When Enola Gay pilot Paul Tibbets died November 1, the New York Times repeated Tibbets's contention that "It would have been morally wrong if we'd have had [the atomic bomb] and not used it and let a million more people die." That virtually no reputable historian would put the casualty figure for a US invasion of Japan anywhere near that high (leaving aside the question of whether an invasion would have been necessary) was not mentioned in the story.
One of my regular correspondents, the military historian D.M. Giangreco, wrote a definitive paper on the administration's casualty estimates, published as "'A Score of Bloody Okinawas and Iwo Jimas': President Truman and Casualty Estimates for the Invasion of Japan", in Pacific Historical Review, Feb 2003, and reprinted in Hiroshima in History: The Myths of Revisionism, ed. Robert J. Maddox, 2007, pp. 76-115. From his scrutiny of primary sources, he observed: "Truman's much-derided accounts of massive casualties projected for the two-phase invasion of Japan are richly supported by US Army, White House, Selective Service and War Department documents produced before the use of nuclear weapons against Japan and stretching back through the last nine months of the Roosevelt administration."

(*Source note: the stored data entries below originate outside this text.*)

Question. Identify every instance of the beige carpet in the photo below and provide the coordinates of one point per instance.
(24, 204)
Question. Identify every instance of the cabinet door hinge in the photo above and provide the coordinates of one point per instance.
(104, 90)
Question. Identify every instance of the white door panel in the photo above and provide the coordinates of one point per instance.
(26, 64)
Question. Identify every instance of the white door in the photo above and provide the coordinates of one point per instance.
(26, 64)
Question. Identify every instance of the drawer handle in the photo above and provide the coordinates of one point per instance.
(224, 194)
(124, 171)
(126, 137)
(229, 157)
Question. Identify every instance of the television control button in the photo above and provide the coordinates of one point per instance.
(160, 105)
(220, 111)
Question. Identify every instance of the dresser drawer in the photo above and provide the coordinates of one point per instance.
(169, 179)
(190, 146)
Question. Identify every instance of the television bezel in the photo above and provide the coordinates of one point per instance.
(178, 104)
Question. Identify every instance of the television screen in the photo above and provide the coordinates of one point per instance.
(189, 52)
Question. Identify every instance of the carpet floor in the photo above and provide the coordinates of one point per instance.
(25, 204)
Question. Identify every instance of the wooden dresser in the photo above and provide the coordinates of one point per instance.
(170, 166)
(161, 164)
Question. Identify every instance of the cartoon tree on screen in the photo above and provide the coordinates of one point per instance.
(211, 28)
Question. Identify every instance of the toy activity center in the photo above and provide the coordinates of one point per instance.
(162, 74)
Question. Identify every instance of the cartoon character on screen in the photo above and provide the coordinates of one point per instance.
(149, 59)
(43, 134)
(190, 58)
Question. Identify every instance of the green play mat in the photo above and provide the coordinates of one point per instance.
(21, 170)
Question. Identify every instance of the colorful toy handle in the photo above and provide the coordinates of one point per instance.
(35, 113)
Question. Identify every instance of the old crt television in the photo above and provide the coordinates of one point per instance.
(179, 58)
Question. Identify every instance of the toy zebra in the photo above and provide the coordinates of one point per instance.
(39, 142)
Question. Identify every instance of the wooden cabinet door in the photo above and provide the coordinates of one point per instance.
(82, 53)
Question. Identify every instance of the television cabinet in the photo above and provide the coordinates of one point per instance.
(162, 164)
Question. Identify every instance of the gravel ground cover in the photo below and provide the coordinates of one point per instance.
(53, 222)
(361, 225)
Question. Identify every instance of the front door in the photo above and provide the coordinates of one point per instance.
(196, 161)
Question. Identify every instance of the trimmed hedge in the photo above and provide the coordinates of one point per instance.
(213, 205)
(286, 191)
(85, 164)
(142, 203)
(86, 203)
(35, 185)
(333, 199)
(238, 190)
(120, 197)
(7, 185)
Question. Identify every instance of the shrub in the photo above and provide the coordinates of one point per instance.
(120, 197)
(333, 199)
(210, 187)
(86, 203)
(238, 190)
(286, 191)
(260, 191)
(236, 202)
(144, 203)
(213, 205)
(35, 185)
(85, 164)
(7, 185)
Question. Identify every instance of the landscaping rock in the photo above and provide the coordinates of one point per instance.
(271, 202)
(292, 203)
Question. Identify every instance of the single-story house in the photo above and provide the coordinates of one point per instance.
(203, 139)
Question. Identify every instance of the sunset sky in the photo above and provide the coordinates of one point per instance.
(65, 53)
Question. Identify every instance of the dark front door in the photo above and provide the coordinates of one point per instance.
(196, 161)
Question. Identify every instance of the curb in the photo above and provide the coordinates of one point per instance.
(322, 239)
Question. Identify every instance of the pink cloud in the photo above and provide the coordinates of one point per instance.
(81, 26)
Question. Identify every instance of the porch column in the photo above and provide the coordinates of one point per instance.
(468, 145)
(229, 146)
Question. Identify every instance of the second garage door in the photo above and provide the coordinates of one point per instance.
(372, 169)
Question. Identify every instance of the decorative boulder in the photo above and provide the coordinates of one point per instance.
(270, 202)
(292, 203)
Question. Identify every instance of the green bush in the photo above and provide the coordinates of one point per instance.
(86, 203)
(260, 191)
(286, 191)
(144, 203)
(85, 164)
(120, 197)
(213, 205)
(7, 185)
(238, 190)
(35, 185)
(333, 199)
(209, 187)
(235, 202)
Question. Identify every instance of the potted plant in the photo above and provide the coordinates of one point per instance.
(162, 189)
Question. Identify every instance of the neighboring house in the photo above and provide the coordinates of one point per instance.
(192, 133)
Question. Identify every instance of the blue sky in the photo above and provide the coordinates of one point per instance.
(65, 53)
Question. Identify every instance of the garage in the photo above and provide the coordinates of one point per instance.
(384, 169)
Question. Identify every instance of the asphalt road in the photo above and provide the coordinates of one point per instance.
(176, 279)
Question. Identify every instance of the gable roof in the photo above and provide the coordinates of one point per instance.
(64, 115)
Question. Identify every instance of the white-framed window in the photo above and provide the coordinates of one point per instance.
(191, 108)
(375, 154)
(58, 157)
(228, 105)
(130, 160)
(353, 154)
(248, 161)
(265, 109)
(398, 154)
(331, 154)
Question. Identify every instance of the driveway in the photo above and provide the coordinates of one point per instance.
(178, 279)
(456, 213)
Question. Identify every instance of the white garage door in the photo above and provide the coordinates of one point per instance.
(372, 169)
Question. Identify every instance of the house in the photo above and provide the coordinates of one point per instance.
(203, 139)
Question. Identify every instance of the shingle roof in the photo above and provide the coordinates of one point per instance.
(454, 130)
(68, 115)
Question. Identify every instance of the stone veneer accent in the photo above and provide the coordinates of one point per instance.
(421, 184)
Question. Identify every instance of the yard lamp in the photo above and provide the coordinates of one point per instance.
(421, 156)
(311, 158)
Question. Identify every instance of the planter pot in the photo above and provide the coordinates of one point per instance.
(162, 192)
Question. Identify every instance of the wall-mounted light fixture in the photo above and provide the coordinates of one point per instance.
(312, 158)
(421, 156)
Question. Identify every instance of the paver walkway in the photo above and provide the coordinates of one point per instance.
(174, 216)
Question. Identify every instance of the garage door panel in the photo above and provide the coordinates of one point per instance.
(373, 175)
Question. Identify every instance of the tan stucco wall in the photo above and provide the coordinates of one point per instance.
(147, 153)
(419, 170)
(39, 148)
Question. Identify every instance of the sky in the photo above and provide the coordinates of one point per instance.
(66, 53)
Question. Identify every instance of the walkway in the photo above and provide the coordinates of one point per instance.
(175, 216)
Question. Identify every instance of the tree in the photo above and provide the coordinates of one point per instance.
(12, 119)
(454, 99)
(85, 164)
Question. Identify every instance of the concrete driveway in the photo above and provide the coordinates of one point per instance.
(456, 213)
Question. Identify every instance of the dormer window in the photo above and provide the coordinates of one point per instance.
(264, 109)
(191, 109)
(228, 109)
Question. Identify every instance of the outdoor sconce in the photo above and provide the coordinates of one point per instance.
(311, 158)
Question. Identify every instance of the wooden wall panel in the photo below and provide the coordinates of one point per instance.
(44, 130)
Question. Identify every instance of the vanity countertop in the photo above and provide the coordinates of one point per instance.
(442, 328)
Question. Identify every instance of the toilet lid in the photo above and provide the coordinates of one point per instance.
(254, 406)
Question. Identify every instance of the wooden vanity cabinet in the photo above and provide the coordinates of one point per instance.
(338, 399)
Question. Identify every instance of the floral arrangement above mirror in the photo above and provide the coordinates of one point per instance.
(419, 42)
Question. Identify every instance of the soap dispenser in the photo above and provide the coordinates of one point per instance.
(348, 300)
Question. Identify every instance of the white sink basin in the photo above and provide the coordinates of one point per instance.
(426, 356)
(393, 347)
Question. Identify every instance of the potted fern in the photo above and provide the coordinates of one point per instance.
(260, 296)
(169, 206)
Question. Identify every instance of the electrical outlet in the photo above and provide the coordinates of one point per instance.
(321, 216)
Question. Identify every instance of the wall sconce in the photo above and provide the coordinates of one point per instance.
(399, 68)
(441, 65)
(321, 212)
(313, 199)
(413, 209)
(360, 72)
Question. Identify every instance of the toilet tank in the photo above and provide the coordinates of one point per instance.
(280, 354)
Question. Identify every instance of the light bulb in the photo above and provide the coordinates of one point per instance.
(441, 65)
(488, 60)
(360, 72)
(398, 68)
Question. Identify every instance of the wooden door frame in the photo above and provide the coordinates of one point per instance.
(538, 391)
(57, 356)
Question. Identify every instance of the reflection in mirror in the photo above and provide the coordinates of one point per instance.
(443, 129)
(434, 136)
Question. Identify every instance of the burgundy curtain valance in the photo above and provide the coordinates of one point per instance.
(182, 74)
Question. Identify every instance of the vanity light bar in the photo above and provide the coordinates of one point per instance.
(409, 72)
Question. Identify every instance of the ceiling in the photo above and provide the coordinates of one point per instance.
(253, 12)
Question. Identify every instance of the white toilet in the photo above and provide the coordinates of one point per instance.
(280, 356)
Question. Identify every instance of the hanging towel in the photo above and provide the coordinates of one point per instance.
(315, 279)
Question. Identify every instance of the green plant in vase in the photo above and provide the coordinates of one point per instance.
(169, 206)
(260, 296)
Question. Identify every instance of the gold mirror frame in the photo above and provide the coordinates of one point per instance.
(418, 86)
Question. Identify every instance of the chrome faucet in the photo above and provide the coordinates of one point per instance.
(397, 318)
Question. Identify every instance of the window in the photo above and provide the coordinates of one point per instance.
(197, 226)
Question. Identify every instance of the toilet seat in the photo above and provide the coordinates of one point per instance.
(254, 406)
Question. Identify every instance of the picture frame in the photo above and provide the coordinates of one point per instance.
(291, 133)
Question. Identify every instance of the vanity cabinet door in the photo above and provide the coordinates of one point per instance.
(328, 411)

The American casualty figure was over 25,000 at Iwo Jima -- a piece of rock barely over 20 square kilometers. Out of the 21,000 Japanese soldiers who defended that island, less than 300 survived. On the basis of such heavy losses and fanatical Japanese resistance, it is reasonable to predict that American casualties would have approached the million mark upon, and leading to, the invasion of mainland Japan.